Discussion: It is probably sufficient to know its MAC address. Though it is tempting to ignore the MAC address by simply passing BUM (Broadcast & Unknown Multicast) traffic thru, together with packets on the same subnet. But that would make it impossible to use loopback IP addresses. I'll most likely stick to telling lwAFTR the MAC address of the connected route reflector via configuration.
Configuration
The YANG software-config has already containers for internal-interface and external-interface. This shall be extended with a passthru-interface container.
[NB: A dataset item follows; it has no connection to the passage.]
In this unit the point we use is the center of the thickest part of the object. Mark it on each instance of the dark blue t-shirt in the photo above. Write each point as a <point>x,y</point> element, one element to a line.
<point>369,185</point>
The following example illustrates the idea:
There is no need to specify an IP address for the passhtru-interface; forwarding decisions are made at L2 based on the MAC address and optional VLAN towards the TAP interface. The optional leaf's promiscuous and sample-rate are an idea to use the same tap interface for monitoring purposes and merits further investigation.
Next-hop resolution: snabbvmx uses the nh_fwd app to periodically pass a copy of an egress packet to the connected vMX VM. IMHO it is sufficient to specify the IPv4 and IPv6 next-hop address in the lwAFTR config and have the route reflector interact with Snabb config to learn about the active binding table entries and combine them with the internal- and external-interface IP addresses to create routing entries. By having multiple instances, each connected to a separate interface of the L2/L3 switch offers redundancy.